To solve the problem, we need to find the value of \( R_1 // R_2 \), which represents the equivalent resistance when the two resistances \( R_1 \) and \( R_2 \) are connected in parallel. ### Step-by-Step Solution: 1. **Understand the Problem**: We have two heating coils with resistances \( R_1 \) and \( R_2 \). The first coil boils the tea in 6 minutes, and the second coil boils it in 8 minutes.
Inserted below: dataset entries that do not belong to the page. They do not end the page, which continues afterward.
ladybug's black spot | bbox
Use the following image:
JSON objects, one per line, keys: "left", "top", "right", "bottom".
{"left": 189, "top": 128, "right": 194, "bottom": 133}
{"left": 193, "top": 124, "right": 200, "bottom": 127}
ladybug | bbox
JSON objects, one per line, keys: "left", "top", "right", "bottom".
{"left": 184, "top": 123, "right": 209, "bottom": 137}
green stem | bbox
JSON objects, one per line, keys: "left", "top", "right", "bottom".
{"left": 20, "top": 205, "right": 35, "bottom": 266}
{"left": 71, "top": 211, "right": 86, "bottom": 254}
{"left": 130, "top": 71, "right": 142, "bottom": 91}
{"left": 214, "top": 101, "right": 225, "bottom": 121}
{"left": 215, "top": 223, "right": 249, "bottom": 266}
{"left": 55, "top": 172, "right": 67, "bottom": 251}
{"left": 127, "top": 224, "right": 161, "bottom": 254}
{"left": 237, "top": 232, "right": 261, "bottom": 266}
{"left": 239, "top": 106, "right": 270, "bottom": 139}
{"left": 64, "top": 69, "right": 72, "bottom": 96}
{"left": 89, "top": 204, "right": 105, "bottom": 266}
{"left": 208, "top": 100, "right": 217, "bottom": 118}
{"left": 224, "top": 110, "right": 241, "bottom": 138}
The heat supplied by both coils is the same since they are boiling the same amount of tea. 2. **Use the Heat Formula**: The heat supplied by a coil can be expressed as: \[ Q = \frac{V^2}{R} \cdot t \] where \( V \) is the voltage, \( R \) is the resistance, and \( t \) is the time. 3. **Set Up the Equations**: For the first coil: \[ Q = \frac{V^2}{R_1} \cdot T_1 \] For the second coil: \[ Q = \frac{V^2}{R_2} \cdot T_2 \] Since both coils provide the same heat \( Q \), we can equate the two expressions: \[ \frac{V^2}{R_1} \cdot T_1 = \frac{V^2}{R_2} \cdot T_2 \] 4. **Cancel Common Terms**: Since \( V^2 \) is common in both equations, we can cancel it out: \[ \frac{T_1}{R_1} = \frac{T_2}{R_2} \] 5. **Rearrange the Equation**: Rearranging gives us: \[ \frac{R_1}{R_2} = \frac{T_1}{T_2} \] 6. **Substitute the Values**: We know \( T_1 = 6 \) minutes and \( T_2 = 8 \) minutes: \[ \frac{R_1}{R_2} = \frac{6}{8} = \frac{3}{4} \] 7. **Find the Equivalent Resistance**: The equivalent resistance \( R_1 // R_2 \) for two resistors in parallel is given by: \[ \frac{1}{R_{eq}} = \frac{1}{R_1} + \frac{1}{R_2} \] Using the ratio \( \frac{R_1}{R_2} = \frac{3}{4} \), we can express \( R_1 \) as \( 3k \) and \( R_2 \) as \( 4k \) for some constant \( k \). 8. **Calculate \( R_1 // R_2 \)**: Substitute \( R_1 \) and \( R_2 \) into the parallel resistance formula: \[ \frac{1}{R_{eq}} = \frac{1}{3k} + \frac{1}{4k} = \frac{4 + 3}{12k} = \frac{7}{12k} \] Therefore, the equivalent resistance \( R_{eq} \) is: \[ R_{eq} = \frac{12k}{7} \] ### Final Answer: The equivalent resistance \( R_1 // R_2 \) is \( \frac{12k}{7} \) where \( k \) is a constant that can be determined if the actual resistances are known.